É Tudo Verdade: Eu Sou Carlos Imperial

A galerinha que curte biografias polêmicas será contemplada, na programação da 20.ª edição do Festival Internacional de documentários “É Tudo Verdade”, com o filme “Eu sou Carlos Imperial”, dirigido por Renato Terra e Ricardo Calil.

O documentário mostra a trajetória do compositor, produtor, empresário, apresentador de programas de auditório, diretor de cinema e vereador carioca Carlos Imperial e a narrativa começa a partir de seu surgimento no show business brasileiro, em meados de 1960, encerrando-se com a morte de Imperial em 1992, em decorrência de complicações pós-operatórias.
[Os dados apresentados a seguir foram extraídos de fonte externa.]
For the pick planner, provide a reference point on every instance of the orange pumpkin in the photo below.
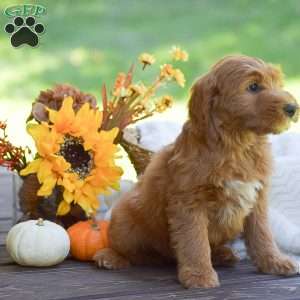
(87, 237)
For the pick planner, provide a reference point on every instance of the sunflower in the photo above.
(73, 154)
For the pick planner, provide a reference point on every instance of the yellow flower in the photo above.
(164, 103)
(179, 54)
(137, 89)
(166, 71)
(75, 155)
(179, 77)
(146, 59)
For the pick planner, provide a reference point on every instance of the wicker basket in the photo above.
(139, 156)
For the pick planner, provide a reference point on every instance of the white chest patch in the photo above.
(242, 197)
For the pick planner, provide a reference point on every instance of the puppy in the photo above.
(201, 192)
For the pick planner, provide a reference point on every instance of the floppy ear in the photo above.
(203, 94)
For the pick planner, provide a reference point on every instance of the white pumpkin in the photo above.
(38, 243)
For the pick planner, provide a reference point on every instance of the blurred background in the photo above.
(87, 43)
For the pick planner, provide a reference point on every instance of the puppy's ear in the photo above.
(201, 104)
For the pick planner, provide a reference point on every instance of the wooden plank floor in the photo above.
(74, 280)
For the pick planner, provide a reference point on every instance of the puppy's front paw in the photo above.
(278, 265)
(196, 279)
(108, 259)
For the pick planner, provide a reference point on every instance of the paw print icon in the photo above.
(24, 31)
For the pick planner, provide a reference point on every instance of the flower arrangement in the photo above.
(73, 154)
(77, 143)
(131, 101)
(11, 157)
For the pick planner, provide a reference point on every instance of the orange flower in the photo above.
(179, 77)
(179, 54)
(164, 103)
(146, 59)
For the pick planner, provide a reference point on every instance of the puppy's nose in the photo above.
(290, 109)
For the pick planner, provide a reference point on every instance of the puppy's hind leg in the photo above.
(223, 256)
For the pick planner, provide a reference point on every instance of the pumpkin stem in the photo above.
(40, 222)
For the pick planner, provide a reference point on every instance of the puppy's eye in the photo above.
(254, 87)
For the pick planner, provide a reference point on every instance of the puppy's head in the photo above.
(242, 94)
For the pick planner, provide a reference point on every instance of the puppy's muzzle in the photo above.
(291, 110)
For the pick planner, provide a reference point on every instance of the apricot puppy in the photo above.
(212, 183)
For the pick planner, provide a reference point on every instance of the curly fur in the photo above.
(202, 191)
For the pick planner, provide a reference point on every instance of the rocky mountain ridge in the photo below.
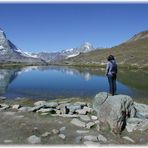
(10, 53)
(64, 54)
(132, 53)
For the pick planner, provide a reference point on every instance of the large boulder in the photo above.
(114, 110)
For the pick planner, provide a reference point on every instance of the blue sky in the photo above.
(53, 27)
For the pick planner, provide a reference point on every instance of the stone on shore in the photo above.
(91, 138)
(4, 107)
(25, 109)
(44, 110)
(102, 138)
(91, 143)
(77, 122)
(51, 104)
(62, 129)
(16, 106)
(34, 139)
(129, 139)
(89, 125)
(141, 110)
(40, 103)
(2, 98)
(114, 110)
(85, 117)
(62, 136)
(46, 134)
(81, 111)
(8, 141)
(82, 131)
(55, 131)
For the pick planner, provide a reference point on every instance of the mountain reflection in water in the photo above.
(58, 81)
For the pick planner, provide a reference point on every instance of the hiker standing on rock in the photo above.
(111, 73)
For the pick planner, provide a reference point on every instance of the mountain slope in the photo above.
(10, 53)
(64, 54)
(131, 53)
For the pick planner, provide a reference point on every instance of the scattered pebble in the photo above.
(62, 129)
(46, 134)
(8, 141)
(34, 139)
(62, 136)
(82, 131)
(55, 131)
(129, 139)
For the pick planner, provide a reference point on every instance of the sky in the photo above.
(36, 27)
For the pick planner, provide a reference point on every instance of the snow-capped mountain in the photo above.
(10, 53)
(64, 54)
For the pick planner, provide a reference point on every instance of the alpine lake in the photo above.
(58, 82)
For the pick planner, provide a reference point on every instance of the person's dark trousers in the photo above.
(112, 84)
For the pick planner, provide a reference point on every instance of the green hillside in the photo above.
(133, 53)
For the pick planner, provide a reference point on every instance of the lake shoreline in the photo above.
(47, 127)
(21, 65)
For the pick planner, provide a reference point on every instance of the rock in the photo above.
(94, 117)
(136, 124)
(91, 138)
(66, 115)
(77, 122)
(44, 110)
(46, 134)
(62, 136)
(98, 128)
(85, 117)
(35, 108)
(34, 139)
(4, 107)
(88, 109)
(62, 129)
(18, 117)
(78, 139)
(72, 108)
(40, 103)
(44, 114)
(91, 143)
(62, 109)
(81, 111)
(35, 129)
(144, 125)
(16, 106)
(82, 131)
(2, 98)
(102, 138)
(58, 112)
(89, 125)
(51, 104)
(132, 124)
(55, 131)
(25, 109)
(141, 110)
(129, 139)
(81, 103)
(114, 110)
(8, 141)
(9, 113)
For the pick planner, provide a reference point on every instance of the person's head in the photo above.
(110, 57)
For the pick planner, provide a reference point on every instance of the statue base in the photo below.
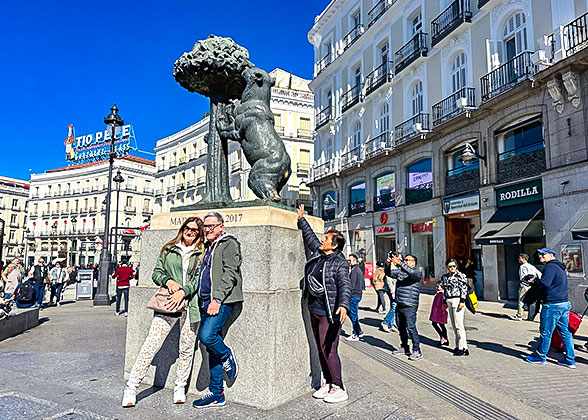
(270, 337)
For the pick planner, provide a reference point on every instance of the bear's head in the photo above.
(258, 85)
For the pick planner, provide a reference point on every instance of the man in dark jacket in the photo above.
(327, 288)
(555, 312)
(219, 290)
(357, 284)
(408, 278)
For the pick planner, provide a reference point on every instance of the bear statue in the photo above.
(250, 121)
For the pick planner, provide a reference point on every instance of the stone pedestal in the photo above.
(269, 336)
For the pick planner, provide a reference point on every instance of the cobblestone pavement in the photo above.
(70, 367)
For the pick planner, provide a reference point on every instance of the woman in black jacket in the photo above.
(328, 289)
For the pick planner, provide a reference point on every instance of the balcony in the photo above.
(303, 133)
(323, 117)
(323, 63)
(356, 208)
(511, 73)
(521, 163)
(417, 125)
(378, 10)
(413, 49)
(351, 158)
(350, 98)
(379, 76)
(461, 101)
(379, 145)
(457, 13)
(352, 36)
(576, 33)
(462, 179)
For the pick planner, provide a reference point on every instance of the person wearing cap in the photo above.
(555, 312)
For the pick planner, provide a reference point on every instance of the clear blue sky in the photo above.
(67, 62)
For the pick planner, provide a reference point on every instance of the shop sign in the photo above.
(519, 194)
(461, 204)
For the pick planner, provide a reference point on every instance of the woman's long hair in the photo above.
(198, 241)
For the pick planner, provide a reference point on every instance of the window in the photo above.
(514, 35)
(417, 98)
(419, 182)
(458, 72)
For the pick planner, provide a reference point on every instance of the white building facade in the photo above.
(66, 212)
(403, 87)
(181, 157)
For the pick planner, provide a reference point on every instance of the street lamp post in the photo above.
(118, 179)
(102, 298)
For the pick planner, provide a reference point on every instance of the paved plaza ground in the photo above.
(70, 367)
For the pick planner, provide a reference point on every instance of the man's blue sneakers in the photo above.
(210, 400)
(230, 366)
(534, 359)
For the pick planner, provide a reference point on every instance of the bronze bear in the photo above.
(251, 122)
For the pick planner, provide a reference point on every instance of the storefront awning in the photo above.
(580, 229)
(507, 225)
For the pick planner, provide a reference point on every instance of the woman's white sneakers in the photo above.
(129, 397)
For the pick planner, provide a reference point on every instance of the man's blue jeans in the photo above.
(210, 335)
(391, 315)
(555, 315)
(354, 315)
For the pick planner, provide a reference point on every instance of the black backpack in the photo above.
(25, 293)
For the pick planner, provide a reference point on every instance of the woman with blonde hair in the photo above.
(177, 269)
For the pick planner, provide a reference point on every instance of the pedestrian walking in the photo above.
(555, 312)
(357, 282)
(527, 272)
(438, 315)
(455, 287)
(220, 290)
(408, 278)
(327, 288)
(177, 269)
(122, 275)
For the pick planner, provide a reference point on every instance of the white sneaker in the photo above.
(336, 395)
(179, 394)
(322, 392)
(129, 397)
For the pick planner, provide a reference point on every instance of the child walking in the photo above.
(439, 315)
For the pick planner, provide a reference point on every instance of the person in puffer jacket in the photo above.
(327, 287)
(408, 278)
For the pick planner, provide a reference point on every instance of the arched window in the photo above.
(384, 118)
(417, 98)
(514, 35)
(459, 72)
(385, 193)
(419, 181)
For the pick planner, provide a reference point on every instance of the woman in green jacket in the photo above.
(178, 269)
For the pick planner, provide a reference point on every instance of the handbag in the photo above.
(161, 297)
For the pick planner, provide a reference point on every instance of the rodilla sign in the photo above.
(96, 147)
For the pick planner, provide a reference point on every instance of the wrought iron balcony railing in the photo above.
(351, 158)
(379, 76)
(457, 13)
(378, 145)
(350, 98)
(378, 10)
(419, 124)
(352, 36)
(413, 49)
(506, 76)
(462, 179)
(522, 162)
(453, 105)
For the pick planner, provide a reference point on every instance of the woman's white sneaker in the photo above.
(336, 394)
(129, 397)
(322, 392)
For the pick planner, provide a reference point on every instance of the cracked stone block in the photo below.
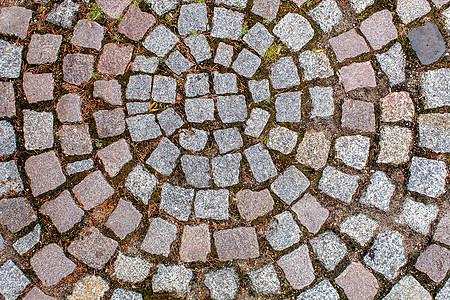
(387, 254)
(63, 211)
(197, 171)
(358, 282)
(225, 83)
(193, 139)
(62, 14)
(78, 68)
(15, 214)
(256, 123)
(228, 139)
(290, 185)
(224, 54)
(199, 46)
(38, 87)
(360, 228)
(259, 39)
(212, 204)
(294, 31)
(313, 150)
(45, 173)
(139, 87)
(164, 89)
(327, 14)
(177, 201)
(288, 107)
(110, 123)
(254, 204)
(141, 183)
(227, 24)
(131, 269)
(395, 145)
(43, 48)
(223, 284)
(109, 91)
(225, 169)
(260, 162)
(160, 41)
(330, 250)
(164, 158)
(337, 184)
(246, 64)
(297, 267)
(93, 190)
(178, 63)
(93, 248)
(135, 23)
(124, 219)
(160, 236)
(265, 280)
(236, 243)
(283, 231)
(232, 109)
(172, 279)
(51, 264)
(10, 181)
(195, 243)
(10, 60)
(393, 64)
(379, 192)
(143, 127)
(88, 34)
(310, 213)
(348, 45)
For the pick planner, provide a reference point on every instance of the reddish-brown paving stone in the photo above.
(114, 59)
(252, 205)
(68, 108)
(93, 248)
(435, 262)
(51, 265)
(45, 173)
(397, 106)
(15, 20)
(357, 282)
(115, 156)
(93, 190)
(297, 267)
(348, 45)
(358, 115)
(43, 48)
(88, 34)
(63, 211)
(310, 213)
(109, 91)
(75, 139)
(7, 100)
(16, 213)
(38, 87)
(124, 219)
(268, 9)
(110, 123)
(357, 75)
(78, 68)
(195, 243)
(135, 23)
(236, 243)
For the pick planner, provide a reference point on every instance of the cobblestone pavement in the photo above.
(225, 149)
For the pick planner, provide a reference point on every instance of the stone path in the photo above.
(224, 149)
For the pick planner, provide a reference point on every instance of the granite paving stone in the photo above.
(93, 190)
(160, 236)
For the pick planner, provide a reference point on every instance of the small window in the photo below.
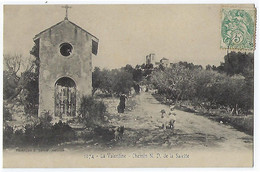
(66, 49)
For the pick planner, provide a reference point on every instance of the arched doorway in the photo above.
(65, 97)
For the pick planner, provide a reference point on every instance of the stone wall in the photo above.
(53, 65)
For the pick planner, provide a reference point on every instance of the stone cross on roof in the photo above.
(66, 7)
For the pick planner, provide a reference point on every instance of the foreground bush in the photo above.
(206, 87)
(41, 134)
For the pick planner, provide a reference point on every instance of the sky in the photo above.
(127, 33)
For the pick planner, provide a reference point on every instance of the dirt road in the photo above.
(142, 120)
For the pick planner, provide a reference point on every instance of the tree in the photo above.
(15, 78)
(237, 63)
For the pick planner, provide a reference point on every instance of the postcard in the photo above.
(128, 85)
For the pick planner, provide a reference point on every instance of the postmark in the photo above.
(237, 29)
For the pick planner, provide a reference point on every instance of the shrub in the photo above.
(6, 114)
(211, 87)
(38, 134)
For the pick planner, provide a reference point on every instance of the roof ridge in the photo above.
(37, 35)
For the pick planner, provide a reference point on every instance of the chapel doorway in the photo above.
(65, 97)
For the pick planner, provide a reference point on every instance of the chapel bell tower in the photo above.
(65, 71)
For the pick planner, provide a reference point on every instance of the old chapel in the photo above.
(65, 70)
O documentário se estrutura exclusivamente na exibição dos depoimentos de quem conviveu com Carlos Imperial: Roberto e Erasmo Carlos, Eduardo Araújo, Paulo Silvino, Dudu França, Gerson King Combo e as irmãs cantoras Célia e Celma, dentre outros.

Pelos relatos dos entrevistados, sabemos da “personalidade forte e polêmica” (aspas nossas) de Carlos Imperial e ouvimos relatos sobre sua trajetória, intercalados com imagens de arquivo. Mas a avaliação do biografado é feita apenas através dos depoimentos: os diretores acertam a mão ao escolher – no limite possível dentro do gênero – a imparcialidade, abstendo-se de emitir, eles próprios, opiniões ou buscar respostas para o que foi o “enigma” Carlos Imperial.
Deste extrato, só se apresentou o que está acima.